In this small, multi-centered trial, addition of angiotensin II to patients with high vasopressor needs led to increase rate of achieving goal MAP at 3 hours and allowed for decrease in other vasopressors. However, the study was not powered to detect changes in morbidity or mortality and did not show any improvement in any patient centered outcome.

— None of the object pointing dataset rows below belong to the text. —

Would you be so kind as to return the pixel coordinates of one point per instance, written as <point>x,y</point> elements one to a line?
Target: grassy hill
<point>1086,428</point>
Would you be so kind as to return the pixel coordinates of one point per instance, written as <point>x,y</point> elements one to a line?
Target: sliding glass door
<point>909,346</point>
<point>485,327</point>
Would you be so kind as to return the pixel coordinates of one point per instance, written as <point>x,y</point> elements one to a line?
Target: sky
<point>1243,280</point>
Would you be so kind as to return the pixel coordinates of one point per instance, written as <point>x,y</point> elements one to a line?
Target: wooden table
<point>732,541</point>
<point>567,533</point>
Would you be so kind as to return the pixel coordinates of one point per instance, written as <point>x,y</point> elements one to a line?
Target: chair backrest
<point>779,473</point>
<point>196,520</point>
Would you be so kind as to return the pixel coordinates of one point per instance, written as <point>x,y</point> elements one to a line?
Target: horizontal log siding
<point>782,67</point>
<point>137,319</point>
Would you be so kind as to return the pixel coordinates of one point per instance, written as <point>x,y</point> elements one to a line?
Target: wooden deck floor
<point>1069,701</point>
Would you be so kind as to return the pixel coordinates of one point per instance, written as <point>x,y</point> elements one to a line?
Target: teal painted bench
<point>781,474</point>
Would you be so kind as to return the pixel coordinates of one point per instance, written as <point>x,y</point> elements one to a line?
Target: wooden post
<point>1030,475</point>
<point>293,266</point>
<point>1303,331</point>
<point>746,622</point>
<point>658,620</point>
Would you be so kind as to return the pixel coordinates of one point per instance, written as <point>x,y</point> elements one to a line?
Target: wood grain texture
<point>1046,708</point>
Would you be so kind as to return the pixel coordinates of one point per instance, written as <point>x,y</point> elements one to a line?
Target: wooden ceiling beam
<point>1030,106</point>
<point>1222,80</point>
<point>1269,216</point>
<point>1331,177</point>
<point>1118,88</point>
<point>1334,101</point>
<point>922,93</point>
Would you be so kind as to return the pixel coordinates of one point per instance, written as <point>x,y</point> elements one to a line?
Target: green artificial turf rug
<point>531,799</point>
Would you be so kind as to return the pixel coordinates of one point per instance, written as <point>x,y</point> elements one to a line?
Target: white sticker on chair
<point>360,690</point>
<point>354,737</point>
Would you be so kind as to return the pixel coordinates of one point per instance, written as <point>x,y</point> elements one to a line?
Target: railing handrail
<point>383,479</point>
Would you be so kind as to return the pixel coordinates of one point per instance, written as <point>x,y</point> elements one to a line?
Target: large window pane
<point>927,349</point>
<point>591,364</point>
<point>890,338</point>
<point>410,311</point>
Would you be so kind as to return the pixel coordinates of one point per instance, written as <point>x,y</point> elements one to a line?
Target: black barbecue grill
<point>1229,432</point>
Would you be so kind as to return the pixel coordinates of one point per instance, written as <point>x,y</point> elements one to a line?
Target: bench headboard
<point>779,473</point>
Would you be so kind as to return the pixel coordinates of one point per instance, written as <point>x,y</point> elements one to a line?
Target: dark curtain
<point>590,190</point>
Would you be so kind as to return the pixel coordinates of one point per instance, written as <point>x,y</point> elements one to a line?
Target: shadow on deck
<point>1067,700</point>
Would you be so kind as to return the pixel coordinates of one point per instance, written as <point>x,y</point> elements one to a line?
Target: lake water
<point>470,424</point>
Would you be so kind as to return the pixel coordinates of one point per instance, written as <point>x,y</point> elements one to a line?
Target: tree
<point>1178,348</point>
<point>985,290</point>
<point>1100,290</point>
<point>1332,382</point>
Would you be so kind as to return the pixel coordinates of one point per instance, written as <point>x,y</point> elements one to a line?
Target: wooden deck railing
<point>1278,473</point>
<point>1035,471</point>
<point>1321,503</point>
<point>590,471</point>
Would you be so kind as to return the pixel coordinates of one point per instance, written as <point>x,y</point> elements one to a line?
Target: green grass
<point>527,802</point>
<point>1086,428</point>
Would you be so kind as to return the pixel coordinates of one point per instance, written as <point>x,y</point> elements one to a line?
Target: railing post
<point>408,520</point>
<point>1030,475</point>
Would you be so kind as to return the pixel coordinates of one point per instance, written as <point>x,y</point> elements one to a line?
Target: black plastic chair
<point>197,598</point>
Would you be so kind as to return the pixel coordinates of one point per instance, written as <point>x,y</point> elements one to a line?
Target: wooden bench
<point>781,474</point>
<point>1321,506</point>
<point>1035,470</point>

Potential Impact To Current Practice
Angiotensin II is now FDA approved and intensivists will likely begin to use this medication for the treatment of septic shock. The available data is not applicable to the ED population and more research should be done before ED docs consider including it in their armamentarium.
The addition of angiotensin II to the treatment regimen of patients in vasodilatory shock receiving high doses of other vasopressors improved MAP and decreased required doses of other vasopressors. Further studies should be performed to investigate the potential morbidity and mortality effects of angiotensin II as well as it’s use in the ED.